Some of the big BNPL companies make it difficult for high-risk buyers to take out loans. Klarna, backed by SoftBank, this month began sharing data on the payment history of its 16 million UK customers with credit reporting agencies, meaning their loans will start showing up on credit reports.

This addresses a major complaint from critics of installment payments: that lenders don’t really know if borrowers have the capacity to repay them. According to Fitch Ratings, the lack of reporting makes it easier for consumers to play BNPL companies against each other, borrowing and defaulting on loans from multiple lenders while appearing to have an impeccable credit history.

Linking the BNPL to credit bureaus could enable a wider group of consumers to build a credit history, which is needed to access many benefits of the financial system, said Vijay Viswanathan, associate dean of integrated marketing communications at the Medill School of Journalism at Northwestern University.

“Customers who make regular ‘buy now, pay later’ payments should be able to build credit, even if it’s not through a credit card,” Viswanathan said. “Rating agencies should work with ‘buy now, pay later’ lenders and capture this data to help segments underserved by established banks and credit card companies build credit.”

Lead with Education

Retailers have mostly left it to BNPL companies to educate consumers on how their loans work. For them, payment plans help buyers buy what they want, when they want; Affirm’s retail partners see basket sizes increase by an average of 85% when using their service, said Silvija Martincevic, chief commercial officer of the platform.

But leaving it up to the BNPL sector to educate consumers about credit — or not — is a mistake, said Napoli, the WGSN strategist.

“The threat is that buy now, pay later platforms can mask debt, leaving consumers unprepared to answer for their financial actions,” she said. “Brands have a responsibility to do the right thing for users and consumers.”

Napoli suggests retailers deploy financial literacy tools to help young shoppers navigate BNPL platforms and monitor their spending, with branded educational materials and budgeting tips that can be shared through their influencer partners.

At Afterpay, an Australian BNPL company, customers can set up budget trackers to help manage when installments are due and set up reminders ahead of their scheduled payments. Nick Molnar, co-founder and co-CEO, said the company “has become a useful budgeting tool” in its own right. Affirms’ Martincevic said the company’s underwriting technology only approves customers “for amounts that we think they can comfortably afford to repay.”

Viswanathan said the fundamental problem is that many buyers do not view BNPL funding as debt.

“From a financial management perspective,” Viswanathan said, “we need to be aware of how making small payments over a period of time can affect other long-term goals and events.”

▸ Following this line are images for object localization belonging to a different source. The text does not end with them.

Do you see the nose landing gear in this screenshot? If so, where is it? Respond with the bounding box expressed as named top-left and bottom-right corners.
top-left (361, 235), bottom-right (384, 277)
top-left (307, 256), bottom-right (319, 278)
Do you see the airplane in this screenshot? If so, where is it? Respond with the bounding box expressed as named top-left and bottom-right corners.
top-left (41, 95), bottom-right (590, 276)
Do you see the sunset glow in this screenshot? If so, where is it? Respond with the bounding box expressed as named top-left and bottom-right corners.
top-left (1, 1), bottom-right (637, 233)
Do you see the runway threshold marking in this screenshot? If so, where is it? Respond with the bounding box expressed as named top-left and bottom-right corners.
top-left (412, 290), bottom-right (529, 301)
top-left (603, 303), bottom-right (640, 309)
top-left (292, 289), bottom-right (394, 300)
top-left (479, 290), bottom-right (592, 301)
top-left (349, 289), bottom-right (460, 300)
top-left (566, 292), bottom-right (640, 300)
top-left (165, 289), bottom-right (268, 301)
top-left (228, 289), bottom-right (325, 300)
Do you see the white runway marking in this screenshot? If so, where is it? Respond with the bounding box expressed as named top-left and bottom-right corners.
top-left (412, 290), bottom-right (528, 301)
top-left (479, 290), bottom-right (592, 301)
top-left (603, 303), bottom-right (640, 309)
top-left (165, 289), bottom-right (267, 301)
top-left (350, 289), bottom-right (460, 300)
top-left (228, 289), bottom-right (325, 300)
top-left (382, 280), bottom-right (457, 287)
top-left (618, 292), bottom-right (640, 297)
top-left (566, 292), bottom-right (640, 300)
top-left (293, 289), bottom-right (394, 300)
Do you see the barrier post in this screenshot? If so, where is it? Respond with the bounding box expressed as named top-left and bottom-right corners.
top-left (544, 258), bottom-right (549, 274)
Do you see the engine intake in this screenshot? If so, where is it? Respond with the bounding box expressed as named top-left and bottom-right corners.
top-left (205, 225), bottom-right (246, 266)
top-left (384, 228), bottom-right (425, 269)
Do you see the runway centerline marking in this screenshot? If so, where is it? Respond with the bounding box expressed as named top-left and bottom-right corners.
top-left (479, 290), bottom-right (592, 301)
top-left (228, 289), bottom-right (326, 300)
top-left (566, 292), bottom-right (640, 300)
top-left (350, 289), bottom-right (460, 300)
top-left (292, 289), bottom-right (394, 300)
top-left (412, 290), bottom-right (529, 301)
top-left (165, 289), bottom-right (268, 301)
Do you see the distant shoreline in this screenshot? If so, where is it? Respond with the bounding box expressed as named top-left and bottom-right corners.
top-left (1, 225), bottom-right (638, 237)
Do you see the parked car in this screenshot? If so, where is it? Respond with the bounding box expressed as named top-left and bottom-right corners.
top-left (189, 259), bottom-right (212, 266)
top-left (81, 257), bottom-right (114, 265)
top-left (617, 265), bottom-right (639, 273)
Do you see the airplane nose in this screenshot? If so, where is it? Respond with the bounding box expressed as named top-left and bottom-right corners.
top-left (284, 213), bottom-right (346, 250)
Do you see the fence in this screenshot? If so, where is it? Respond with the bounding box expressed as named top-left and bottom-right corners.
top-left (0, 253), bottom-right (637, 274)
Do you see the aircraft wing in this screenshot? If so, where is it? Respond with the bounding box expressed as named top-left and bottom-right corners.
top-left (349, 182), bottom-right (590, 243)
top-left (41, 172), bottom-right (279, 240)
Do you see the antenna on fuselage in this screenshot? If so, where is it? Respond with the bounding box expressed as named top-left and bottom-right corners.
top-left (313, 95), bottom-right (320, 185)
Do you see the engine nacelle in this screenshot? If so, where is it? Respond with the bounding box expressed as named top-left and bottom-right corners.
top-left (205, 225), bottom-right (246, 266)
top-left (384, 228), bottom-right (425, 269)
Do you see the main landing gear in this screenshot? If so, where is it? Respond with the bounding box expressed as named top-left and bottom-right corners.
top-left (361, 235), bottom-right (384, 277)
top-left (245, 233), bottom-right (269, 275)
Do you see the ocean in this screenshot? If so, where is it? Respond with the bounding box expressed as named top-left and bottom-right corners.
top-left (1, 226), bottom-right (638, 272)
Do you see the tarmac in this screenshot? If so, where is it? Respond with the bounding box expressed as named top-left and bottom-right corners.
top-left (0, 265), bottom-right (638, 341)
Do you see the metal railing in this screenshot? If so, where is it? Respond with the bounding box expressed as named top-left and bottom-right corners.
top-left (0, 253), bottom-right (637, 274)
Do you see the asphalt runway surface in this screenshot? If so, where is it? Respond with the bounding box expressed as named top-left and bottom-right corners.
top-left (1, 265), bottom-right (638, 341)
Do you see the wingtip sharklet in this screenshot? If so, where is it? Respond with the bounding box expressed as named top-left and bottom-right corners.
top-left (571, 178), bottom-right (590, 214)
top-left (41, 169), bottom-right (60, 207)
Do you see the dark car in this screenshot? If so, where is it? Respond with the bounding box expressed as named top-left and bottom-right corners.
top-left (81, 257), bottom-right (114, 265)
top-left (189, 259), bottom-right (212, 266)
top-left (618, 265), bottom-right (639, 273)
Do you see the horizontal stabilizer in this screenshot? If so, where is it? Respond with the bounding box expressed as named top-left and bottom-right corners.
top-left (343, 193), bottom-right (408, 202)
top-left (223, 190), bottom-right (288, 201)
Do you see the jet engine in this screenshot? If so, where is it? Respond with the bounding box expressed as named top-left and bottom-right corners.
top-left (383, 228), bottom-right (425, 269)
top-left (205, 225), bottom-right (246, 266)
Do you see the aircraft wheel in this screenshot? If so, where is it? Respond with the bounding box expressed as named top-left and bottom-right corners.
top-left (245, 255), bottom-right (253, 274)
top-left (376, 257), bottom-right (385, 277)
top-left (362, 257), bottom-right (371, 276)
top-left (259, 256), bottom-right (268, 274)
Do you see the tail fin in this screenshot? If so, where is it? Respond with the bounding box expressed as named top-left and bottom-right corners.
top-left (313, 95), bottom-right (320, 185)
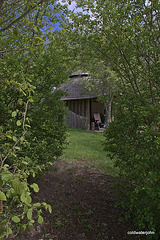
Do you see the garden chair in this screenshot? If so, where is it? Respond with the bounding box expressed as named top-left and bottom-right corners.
top-left (93, 113), bottom-right (105, 130)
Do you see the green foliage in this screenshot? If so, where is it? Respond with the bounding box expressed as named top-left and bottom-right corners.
top-left (65, 0), bottom-right (160, 237)
top-left (104, 89), bottom-right (160, 237)
top-left (0, 0), bottom-right (69, 238)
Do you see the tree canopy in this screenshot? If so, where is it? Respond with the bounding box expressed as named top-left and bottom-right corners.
top-left (63, 0), bottom-right (160, 236)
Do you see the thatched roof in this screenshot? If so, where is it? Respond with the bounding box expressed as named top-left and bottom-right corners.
top-left (60, 72), bottom-right (98, 101)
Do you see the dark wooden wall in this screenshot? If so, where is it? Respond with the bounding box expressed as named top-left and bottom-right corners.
top-left (65, 99), bottom-right (91, 130)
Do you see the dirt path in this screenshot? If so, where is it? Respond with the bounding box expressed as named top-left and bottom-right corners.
top-left (15, 159), bottom-right (146, 240)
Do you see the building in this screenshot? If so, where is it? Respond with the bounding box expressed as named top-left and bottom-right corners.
top-left (60, 71), bottom-right (105, 130)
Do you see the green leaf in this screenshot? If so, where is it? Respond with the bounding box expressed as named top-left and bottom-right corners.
top-left (12, 111), bottom-right (17, 117)
top-left (49, 26), bottom-right (53, 30)
top-left (20, 192), bottom-right (26, 203)
top-left (13, 136), bottom-right (17, 142)
top-left (0, 191), bottom-right (6, 201)
top-left (12, 179), bottom-right (26, 195)
top-left (34, 37), bottom-right (44, 43)
top-left (38, 215), bottom-right (44, 224)
top-left (16, 120), bottom-right (21, 126)
top-left (6, 134), bottom-right (12, 139)
top-left (48, 205), bottom-right (52, 214)
top-left (1, 172), bottom-right (13, 181)
top-left (21, 161), bottom-right (28, 165)
top-left (30, 183), bottom-right (39, 193)
top-left (27, 209), bottom-right (32, 220)
top-left (26, 194), bottom-right (32, 205)
top-left (3, 164), bottom-right (9, 169)
top-left (33, 26), bottom-right (39, 32)
top-left (42, 202), bottom-right (47, 210)
top-left (8, 227), bottom-right (12, 234)
top-left (28, 222), bottom-right (33, 230)
top-left (12, 216), bottom-right (20, 223)
top-left (24, 124), bottom-right (31, 128)
top-left (6, 188), bottom-right (15, 198)
top-left (18, 99), bottom-right (23, 105)
top-left (22, 224), bottom-right (27, 231)
top-left (20, 193), bottom-right (32, 205)
top-left (33, 203), bottom-right (41, 207)
top-left (28, 98), bottom-right (34, 103)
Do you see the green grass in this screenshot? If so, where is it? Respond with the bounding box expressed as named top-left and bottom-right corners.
top-left (61, 128), bottom-right (118, 176)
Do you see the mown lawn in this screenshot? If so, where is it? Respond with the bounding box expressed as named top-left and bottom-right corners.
top-left (61, 128), bottom-right (118, 176)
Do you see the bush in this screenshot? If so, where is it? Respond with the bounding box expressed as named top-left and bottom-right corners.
top-left (104, 89), bottom-right (160, 238)
top-left (0, 46), bottom-right (67, 238)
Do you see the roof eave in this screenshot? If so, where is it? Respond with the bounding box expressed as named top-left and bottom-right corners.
top-left (61, 96), bottom-right (97, 101)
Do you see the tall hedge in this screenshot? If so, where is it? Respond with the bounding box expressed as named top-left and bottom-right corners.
top-left (104, 87), bottom-right (160, 238)
top-left (0, 0), bottom-right (68, 238)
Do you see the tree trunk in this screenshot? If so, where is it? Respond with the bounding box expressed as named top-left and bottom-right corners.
top-left (105, 100), bottom-right (112, 128)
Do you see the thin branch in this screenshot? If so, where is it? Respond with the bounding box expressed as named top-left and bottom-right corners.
top-left (0, 41), bottom-right (48, 54)
top-left (0, 87), bottom-right (31, 169)
top-left (0, 0), bottom-right (21, 13)
top-left (23, 89), bottom-right (30, 132)
top-left (96, 46), bottom-right (145, 104)
top-left (127, 36), bottom-right (159, 69)
top-left (0, 3), bottom-right (26, 26)
top-left (0, 0), bottom-right (44, 33)
top-left (0, 9), bottom-right (32, 33)
top-left (0, 15), bottom-right (13, 27)
top-left (0, 132), bottom-right (26, 170)
top-left (120, 48), bottom-right (143, 97)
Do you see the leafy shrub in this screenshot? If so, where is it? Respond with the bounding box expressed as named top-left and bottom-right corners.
top-left (0, 45), bottom-right (67, 239)
top-left (104, 89), bottom-right (160, 239)
top-left (0, 0), bottom-right (69, 237)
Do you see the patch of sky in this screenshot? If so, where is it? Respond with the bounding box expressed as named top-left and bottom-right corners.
top-left (145, 0), bottom-right (152, 6)
top-left (59, 0), bottom-right (87, 13)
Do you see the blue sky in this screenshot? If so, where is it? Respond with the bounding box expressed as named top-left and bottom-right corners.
top-left (59, 0), bottom-right (84, 13)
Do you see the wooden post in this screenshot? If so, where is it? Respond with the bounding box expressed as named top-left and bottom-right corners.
top-left (70, 100), bottom-right (73, 112)
top-left (86, 99), bottom-right (90, 130)
top-left (75, 100), bottom-right (77, 115)
top-left (82, 99), bottom-right (85, 117)
top-left (71, 101), bottom-right (74, 128)
top-left (68, 100), bottom-right (71, 110)
top-left (79, 100), bottom-right (81, 128)
top-left (78, 100), bottom-right (81, 116)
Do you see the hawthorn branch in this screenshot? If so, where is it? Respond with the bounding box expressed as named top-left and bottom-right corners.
top-left (0, 132), bottom-right (26, 170)
top-left (23, 88), bottom-right (31, 132)
top-left (0, 89), bottom-right (31, 170)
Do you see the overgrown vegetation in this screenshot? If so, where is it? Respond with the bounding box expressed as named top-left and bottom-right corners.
top-left (104, 88), bottom-right (160, 238)
top-left (1, 0), bottom-right (160, 239)
top-left (0, 1), bottom-right (68, 238)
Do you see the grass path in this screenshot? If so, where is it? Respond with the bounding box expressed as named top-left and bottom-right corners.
top-left (61, 129), bottom-right (118, 176)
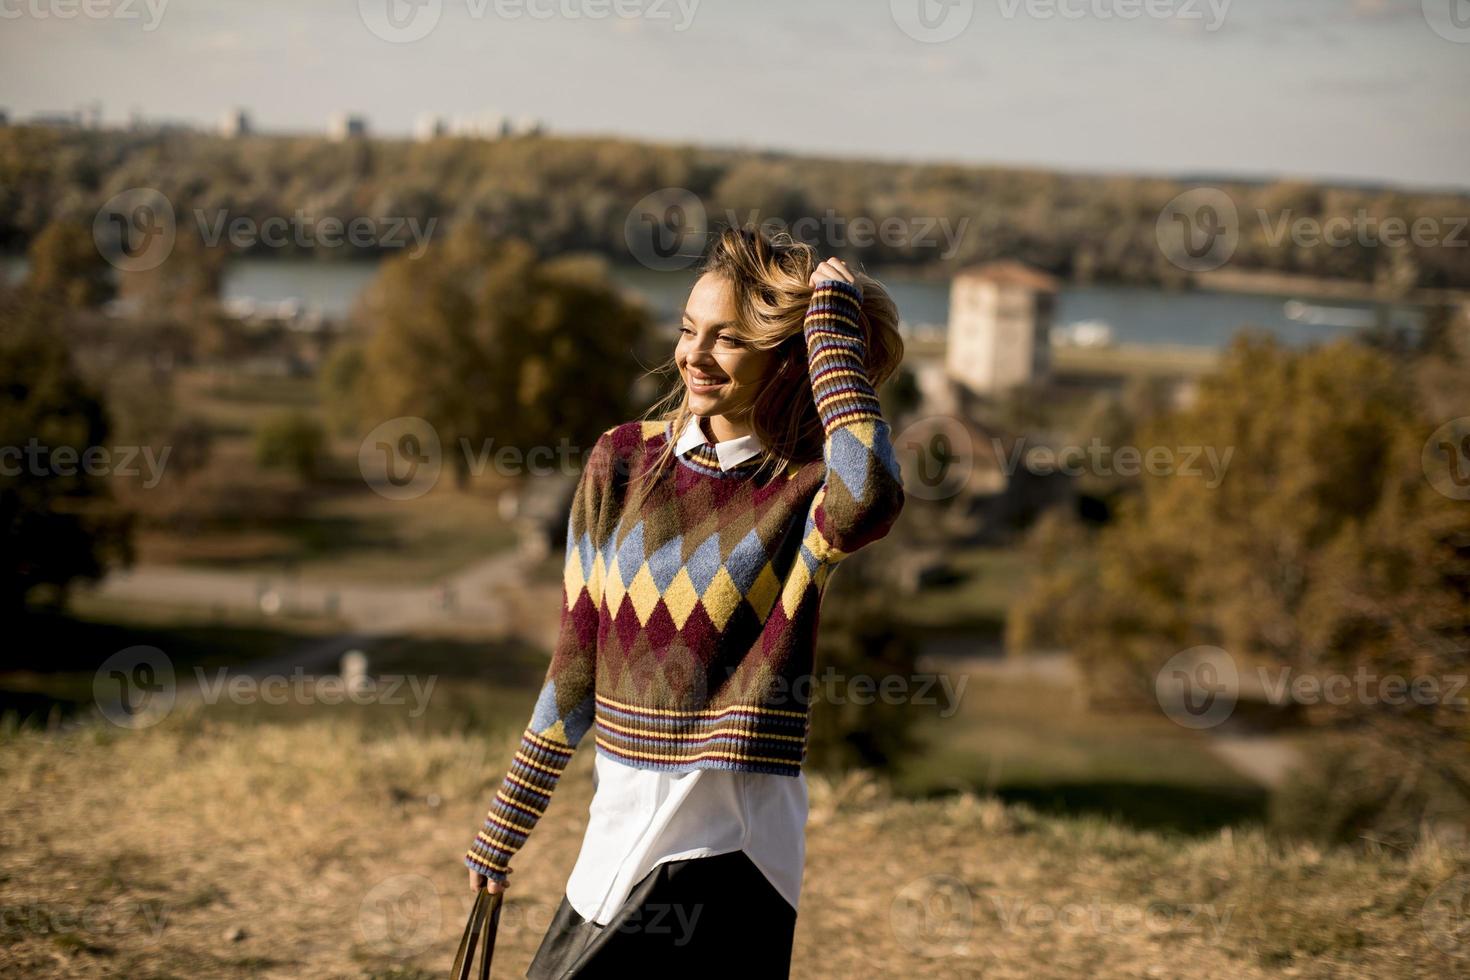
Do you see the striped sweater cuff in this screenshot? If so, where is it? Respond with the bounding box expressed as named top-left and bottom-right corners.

Additionally, education can be difficult when brands see BNPL primarily as a way to get consumers to spend more. The wide array of plans, each with their own payment schedule and interest rates, can also be confusing. BNPL lenders typically don’t charge interest for small payments made over a few weeks, but annualized rates can be as high as 30% for big-ticket items financed over several months (average credit card APR is around 16%, according to the United States). Federal Reserve).

“If brands use ‘buy now, pay later’ in an ethical way, to do what they are designed to do, they can drive sustainable long-term growth,” Viswanathan added. “If used unethically, they become loan sharks and do a huge disservice to their customers, their communities and the economy.”